Kyle, as it turned out, looked terrible. Two black eyes, a swollen lip, but no stitches that she could see. His other injuries, whatever they might be—bruised and broken ribs and sprains, according to Ray—were hidden by the sheet covering him.
Allie took a few steps into the room, hating the smell, hating the circumstances that had her there. Hating that she’d come. And what did she say now that he’d focused on her? “How’re you feeling?” wasn’t appropriate.
“I’m glad you’re okay. I mean, other than...” She gestured weakly.
“Yeah.” He spoke softly, his words slightly slurred.

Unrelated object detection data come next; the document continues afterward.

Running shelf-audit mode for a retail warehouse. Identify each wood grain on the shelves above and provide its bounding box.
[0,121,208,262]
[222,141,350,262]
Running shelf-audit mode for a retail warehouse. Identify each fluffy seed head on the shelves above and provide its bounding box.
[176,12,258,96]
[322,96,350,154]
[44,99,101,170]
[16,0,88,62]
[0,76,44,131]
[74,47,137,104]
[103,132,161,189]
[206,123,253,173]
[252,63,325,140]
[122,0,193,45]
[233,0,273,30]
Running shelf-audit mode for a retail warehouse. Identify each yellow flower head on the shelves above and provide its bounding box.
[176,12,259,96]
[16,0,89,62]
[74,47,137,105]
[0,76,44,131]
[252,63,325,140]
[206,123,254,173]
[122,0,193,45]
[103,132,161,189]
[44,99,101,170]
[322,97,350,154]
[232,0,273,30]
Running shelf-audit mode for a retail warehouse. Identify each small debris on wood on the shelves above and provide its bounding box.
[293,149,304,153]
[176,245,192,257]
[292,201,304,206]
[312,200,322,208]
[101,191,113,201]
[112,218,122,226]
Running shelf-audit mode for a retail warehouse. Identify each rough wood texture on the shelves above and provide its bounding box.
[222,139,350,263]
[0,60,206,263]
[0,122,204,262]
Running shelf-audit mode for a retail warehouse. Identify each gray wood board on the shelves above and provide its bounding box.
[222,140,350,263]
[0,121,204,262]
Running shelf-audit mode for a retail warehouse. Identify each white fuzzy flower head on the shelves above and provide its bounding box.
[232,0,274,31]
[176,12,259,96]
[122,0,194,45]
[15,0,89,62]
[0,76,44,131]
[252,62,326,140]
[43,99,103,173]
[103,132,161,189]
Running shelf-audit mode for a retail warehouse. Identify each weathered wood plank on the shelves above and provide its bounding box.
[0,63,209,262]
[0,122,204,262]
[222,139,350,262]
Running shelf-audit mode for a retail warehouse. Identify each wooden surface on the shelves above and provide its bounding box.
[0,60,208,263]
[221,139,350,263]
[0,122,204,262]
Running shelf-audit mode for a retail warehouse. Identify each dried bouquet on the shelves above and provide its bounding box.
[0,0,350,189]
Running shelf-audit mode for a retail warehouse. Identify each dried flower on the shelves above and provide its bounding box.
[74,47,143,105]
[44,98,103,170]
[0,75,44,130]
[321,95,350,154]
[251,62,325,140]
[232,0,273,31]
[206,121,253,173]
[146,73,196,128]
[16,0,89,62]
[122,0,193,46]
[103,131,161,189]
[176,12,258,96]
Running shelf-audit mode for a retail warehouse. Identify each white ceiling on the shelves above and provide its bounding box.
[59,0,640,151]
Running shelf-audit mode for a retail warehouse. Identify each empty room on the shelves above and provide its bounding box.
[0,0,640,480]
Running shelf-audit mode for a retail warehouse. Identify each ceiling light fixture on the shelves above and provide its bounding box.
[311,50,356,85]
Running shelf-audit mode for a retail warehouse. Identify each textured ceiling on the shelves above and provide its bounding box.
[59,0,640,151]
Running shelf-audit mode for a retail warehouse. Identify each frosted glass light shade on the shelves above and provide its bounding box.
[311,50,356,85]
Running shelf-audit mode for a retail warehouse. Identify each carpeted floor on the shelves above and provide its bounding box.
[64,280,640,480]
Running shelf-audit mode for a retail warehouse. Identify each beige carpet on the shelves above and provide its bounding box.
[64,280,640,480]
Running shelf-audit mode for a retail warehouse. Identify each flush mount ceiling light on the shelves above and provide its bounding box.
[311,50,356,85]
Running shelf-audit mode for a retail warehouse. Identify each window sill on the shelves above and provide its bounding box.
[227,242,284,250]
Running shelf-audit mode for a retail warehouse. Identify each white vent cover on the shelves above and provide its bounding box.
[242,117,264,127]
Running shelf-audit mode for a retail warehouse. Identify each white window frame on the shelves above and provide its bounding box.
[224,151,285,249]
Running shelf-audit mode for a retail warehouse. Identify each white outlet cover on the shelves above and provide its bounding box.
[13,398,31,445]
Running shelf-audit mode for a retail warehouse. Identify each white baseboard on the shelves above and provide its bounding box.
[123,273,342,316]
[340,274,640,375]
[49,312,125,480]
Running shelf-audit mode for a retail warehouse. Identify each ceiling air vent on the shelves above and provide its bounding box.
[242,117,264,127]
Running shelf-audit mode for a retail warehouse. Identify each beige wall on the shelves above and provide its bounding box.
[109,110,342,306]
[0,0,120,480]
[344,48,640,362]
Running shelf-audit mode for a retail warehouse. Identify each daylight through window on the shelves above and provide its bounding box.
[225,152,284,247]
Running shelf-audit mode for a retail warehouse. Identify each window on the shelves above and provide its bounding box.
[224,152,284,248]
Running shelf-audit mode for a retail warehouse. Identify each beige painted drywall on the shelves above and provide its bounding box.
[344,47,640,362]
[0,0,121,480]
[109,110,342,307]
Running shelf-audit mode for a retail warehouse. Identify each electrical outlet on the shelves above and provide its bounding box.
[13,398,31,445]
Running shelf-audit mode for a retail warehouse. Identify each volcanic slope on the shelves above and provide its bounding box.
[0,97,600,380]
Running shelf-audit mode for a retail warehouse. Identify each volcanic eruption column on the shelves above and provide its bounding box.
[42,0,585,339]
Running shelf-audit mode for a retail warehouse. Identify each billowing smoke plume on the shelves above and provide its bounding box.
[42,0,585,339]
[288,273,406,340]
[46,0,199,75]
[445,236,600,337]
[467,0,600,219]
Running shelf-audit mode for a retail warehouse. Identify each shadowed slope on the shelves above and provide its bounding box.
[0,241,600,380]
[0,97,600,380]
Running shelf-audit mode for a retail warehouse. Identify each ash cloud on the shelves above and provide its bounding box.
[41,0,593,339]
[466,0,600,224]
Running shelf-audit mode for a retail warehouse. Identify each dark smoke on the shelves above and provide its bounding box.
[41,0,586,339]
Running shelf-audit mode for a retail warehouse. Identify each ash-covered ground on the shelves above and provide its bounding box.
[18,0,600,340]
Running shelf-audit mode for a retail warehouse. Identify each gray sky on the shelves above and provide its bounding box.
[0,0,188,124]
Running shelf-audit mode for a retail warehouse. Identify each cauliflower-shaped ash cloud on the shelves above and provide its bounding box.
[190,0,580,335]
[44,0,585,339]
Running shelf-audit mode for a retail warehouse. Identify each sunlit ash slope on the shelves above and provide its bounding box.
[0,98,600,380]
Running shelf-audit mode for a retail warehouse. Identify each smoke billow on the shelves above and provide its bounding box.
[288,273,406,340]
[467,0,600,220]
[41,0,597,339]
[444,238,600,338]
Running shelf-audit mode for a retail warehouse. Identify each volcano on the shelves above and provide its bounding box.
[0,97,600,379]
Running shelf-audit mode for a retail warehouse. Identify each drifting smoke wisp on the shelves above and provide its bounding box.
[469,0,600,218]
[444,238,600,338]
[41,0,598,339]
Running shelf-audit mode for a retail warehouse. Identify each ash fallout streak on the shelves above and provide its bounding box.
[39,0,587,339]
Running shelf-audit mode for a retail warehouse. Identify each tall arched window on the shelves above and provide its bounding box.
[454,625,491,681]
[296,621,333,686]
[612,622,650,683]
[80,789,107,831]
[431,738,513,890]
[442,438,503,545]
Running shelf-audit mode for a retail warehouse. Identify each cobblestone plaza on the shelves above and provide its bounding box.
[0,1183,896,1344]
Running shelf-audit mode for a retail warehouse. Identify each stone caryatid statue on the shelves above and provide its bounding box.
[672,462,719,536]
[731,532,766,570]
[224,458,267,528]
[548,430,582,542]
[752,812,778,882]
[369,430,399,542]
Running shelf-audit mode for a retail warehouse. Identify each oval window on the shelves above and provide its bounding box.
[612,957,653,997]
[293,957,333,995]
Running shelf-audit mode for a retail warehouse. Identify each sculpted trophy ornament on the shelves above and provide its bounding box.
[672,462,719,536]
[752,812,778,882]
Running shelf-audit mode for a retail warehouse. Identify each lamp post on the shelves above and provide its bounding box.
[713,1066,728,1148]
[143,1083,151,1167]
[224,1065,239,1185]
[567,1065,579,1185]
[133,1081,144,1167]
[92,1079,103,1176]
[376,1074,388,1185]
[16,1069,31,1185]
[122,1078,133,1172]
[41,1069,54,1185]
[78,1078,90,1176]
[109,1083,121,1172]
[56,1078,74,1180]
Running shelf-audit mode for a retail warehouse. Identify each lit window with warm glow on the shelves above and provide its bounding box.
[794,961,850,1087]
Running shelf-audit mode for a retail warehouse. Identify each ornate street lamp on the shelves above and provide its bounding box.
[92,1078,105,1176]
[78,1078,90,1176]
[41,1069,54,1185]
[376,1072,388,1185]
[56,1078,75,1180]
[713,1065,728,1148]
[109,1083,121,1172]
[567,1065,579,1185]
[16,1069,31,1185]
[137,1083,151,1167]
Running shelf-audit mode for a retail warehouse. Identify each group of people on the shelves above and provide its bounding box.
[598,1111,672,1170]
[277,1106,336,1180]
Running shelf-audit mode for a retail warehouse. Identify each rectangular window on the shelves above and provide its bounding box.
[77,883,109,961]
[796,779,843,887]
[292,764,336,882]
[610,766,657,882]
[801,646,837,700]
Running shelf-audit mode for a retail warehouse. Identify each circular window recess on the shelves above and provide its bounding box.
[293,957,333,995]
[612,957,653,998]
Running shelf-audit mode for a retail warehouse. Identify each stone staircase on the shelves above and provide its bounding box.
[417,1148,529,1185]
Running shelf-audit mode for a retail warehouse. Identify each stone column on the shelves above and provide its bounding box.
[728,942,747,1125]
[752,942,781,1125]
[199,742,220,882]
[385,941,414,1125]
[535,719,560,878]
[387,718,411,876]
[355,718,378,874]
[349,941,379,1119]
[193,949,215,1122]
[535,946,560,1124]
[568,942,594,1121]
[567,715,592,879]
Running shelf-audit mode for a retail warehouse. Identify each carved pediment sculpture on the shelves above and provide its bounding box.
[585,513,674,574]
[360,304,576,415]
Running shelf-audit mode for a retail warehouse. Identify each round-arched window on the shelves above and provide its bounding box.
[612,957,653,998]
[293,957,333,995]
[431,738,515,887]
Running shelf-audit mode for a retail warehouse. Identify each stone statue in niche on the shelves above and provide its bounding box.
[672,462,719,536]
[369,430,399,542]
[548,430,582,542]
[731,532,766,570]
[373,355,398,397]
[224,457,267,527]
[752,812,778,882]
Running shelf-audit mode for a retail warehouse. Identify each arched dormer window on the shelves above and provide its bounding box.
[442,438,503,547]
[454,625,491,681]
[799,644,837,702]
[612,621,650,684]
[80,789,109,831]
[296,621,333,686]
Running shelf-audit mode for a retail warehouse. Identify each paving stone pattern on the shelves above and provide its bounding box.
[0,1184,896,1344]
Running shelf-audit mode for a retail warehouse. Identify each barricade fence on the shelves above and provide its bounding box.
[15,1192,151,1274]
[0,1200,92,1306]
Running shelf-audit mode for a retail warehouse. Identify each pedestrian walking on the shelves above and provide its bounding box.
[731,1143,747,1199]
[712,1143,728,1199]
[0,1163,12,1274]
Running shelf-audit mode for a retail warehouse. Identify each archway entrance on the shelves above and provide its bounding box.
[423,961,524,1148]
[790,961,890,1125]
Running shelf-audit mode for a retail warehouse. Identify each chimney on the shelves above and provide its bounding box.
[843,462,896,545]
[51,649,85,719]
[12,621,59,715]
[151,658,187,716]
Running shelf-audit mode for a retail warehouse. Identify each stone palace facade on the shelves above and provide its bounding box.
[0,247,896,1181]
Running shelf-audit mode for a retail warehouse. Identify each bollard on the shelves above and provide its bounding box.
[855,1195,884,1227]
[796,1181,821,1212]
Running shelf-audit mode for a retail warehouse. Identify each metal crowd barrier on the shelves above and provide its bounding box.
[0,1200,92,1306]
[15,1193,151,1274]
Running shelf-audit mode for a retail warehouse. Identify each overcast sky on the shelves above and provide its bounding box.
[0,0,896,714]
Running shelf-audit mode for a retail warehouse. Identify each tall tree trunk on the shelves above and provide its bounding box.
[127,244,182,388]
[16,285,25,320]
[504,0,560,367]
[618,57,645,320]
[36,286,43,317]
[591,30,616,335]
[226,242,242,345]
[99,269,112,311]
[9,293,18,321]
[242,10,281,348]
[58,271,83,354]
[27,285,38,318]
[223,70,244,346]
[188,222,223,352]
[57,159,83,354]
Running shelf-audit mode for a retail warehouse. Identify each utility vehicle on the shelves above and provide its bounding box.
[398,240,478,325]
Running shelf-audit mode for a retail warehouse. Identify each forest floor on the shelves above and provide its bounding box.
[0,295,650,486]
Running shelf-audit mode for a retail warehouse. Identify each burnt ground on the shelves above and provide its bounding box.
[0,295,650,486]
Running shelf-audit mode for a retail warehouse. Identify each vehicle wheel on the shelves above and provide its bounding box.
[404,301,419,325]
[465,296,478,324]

Allie moved forward, but still kept her distance from the bed. She wished him no harm, but he had been so adversarial toward her and her sisters after he’d failed to get part of the Lightning Creek, that she was also having a hard time feeling anything other than regret that he’d been hurt. Seeing him like this did not stir any feelings of warmth or desire for a reunion. Was that why he’d wanted to see her? To rekindle something?
If so, injured or not, he was in for a rude awakening. Allie wasn’t about to complicate her life now that she was on the road to straightening it out.
“I just wanted to stop by, let you know I was thinking about you.”
“Appreciate that.”
And then there wasn’t a whole lot to say. “Well, I don’t want to wear you out. I wish you a speedy recovery.”
“Allie?”
“Yes?”
“I’m going to have trouble covering my part of the medical bills because I’m between jobs.”
Allie’s heart dropped. He’d wanted to see her to shake her down?
“I’m sorry to hear that, Kyle.” She made a backward step toward the door. “I’m sure you know that I don’t have any money with all of my student loans. Maybe your dad could help you out.”
“Yeah. Uh, he’s not in a position to do that.”
And she was? Honest to Pete.
“Sorry. I’m sure the hospital will take payments.”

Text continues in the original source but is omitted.